Statistics for ML: The 20% That Covers 80% of Use Cases (2026)

M
Mamta Chauhan
Content Creator and AI Enthusiast

What You Actually Need

This isn't a statistics textbook. These are the concepts that come up repeatedly when you're building, evaluating, and debugging ML models.


Probability Fundamentals

Probability Distributions

A distribution describes how likely different values are. The most important ones:

Normal (Gaussian) Distribution

Python
import numpy as np
import matplotlib.pyplot as plt

# Many natural phenomena follow this bell curve
# Parameters: mean (μ) and standard deviation (σ)
data = np.random.normal(loc=0, scale=1, size=10000)

# ~68% of data falls within 1 std dev of mean
# ~95% within 2 std devs
# ~99.7% within 3 std devs (the "three-sigma rule")

plt.hist(data, bins=50, density=True)
plt.title("Normal Distribution")
plt.show()

Why it matters for ML: Model weights in neural networks are often initialized from normal distributions.
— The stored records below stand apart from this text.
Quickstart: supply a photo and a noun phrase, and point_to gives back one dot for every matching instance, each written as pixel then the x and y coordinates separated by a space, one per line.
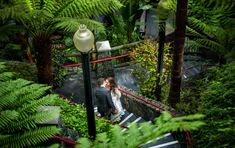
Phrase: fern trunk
pixel 178 51
pixel 42 45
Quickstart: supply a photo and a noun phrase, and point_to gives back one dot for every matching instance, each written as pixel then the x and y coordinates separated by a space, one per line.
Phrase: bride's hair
pixel 112 84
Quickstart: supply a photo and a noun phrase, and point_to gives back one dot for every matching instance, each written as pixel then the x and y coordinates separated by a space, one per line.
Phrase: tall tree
pixel 178 51
pixel 42 19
Residuals (prediction errors) often follow normal distributions in regression.

Bernoulli Distribution — binary outcomes (0 or 1). Probability of a coin flip. Basis of binary classification: the model predicts P(y=1 | x).

Softmax output — converts raw scores to a probability distribution over classes. Each output is between 0–1 and all outputs sum to 1.

Python
import numpy as np

def softmax(logits):
    # Numerically stable softmax
    e = np.exp(logits - logits.max())
    return e / e.sum()

logits = np.array([2.0, 1.0, 0.5, -1.0])   # raw scores for 4 classes
probs = softmax(logits)
print(probs)          # [0.619, 0.228, 0.138, 0.019]
print(probs.sum())    # 1.0

Expected Value and Variance

Expected value (mean) — the average outcome over many trials.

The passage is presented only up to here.